For example, to understand if the port 1900 is an open port, run the following command:
netstat -an |find /i “1900“
To check the open ports on the Linux server
Perform the following tasks:
- Open a Linux terminal application.
- Run the following commands:
- To display all open TCP and UDP ports, use the ss command.
- To list all ports, use the netstat command.
- To list open files and ports, use the lsof command.
The upgrade fails because the registry contains the previous installation data
Issue
The TrueSight Infrastructure Management upgrade fails because the registry contains the previous installation data.
Cause
This can happen because the previous installation might have been removed or copied.
Resolution
Clean up the keys from the location showed in the following image:
The upgrade fails because the TrueSight directory is locked
Issue
The TrueSight Infrastructure Management upgrade fails because the <installDirectory>\pw directory is locked by some process. The directory remains locked even if you disable the TrueSight Infrastructure Management services and restart the server.

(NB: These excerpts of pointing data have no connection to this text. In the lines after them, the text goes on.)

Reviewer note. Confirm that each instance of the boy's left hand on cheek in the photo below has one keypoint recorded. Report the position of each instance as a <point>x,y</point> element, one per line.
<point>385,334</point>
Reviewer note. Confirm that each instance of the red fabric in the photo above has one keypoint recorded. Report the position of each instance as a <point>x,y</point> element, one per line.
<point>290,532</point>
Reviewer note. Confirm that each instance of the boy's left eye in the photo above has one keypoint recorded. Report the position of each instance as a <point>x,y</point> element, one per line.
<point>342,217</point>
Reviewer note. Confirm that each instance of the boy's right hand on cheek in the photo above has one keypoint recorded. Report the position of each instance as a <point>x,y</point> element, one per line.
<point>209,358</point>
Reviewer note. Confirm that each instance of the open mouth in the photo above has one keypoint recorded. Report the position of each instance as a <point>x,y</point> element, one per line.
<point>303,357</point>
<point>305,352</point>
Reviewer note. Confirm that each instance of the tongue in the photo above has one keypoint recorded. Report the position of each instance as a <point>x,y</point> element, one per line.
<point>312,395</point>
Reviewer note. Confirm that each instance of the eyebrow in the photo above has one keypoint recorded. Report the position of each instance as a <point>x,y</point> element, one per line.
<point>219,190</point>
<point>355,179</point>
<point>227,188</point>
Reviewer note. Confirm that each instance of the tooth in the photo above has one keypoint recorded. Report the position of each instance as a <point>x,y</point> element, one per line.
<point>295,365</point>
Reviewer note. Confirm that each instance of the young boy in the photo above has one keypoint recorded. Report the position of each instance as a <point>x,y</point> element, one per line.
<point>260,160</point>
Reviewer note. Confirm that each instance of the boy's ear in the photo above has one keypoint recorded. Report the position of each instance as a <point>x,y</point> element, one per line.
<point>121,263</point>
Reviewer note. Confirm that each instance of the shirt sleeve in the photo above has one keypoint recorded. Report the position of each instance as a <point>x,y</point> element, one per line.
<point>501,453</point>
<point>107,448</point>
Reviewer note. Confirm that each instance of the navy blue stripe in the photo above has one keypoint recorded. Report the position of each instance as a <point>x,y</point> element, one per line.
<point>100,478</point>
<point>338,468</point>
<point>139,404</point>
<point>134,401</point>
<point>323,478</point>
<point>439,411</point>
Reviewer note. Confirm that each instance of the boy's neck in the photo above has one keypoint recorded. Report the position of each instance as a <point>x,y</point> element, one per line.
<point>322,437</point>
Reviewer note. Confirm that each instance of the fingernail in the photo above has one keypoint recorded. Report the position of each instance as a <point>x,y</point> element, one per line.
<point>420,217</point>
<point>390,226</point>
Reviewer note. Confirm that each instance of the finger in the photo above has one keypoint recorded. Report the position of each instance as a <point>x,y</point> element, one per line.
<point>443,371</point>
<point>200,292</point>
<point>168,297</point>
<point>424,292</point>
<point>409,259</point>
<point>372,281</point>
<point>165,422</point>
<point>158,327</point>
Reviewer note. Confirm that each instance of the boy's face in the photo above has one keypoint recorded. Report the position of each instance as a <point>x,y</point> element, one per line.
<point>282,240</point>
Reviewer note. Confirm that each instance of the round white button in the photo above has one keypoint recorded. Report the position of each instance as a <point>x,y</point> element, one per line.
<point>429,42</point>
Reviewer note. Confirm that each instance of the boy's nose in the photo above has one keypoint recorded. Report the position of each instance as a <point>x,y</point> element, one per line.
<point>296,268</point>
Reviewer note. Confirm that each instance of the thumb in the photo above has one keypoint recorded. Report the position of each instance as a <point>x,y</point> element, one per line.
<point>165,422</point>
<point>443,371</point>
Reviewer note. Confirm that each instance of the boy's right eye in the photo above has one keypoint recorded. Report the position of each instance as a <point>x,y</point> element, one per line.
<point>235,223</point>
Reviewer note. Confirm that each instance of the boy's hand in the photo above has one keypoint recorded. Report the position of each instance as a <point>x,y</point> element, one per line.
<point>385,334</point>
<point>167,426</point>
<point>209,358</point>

Even after disabling the TrueSight Infrastructure Management services and rebooting the machine, the folder is still locked.
The following error message appears in the tsim_server_install log file:
Cause
This issue might be caused by one of the following reasons:
- An ITDA collector is still running even if all the TrueSight Infrastructure Management processes are stopped. The ITDA Collector is configured to capture the publishing server errors.
- Some other software is accessing the installation directory.
- A wrapper.exe process or a java process can cause the lock.
Resolution
- First, try to rename the TrueSight folder. Provide the admin permission, and then rename the TrueSight folder to the original name.
Contact your IT admin for help on identifying the file in the TrueSight directory that is locked and the process or tool that is locking the file.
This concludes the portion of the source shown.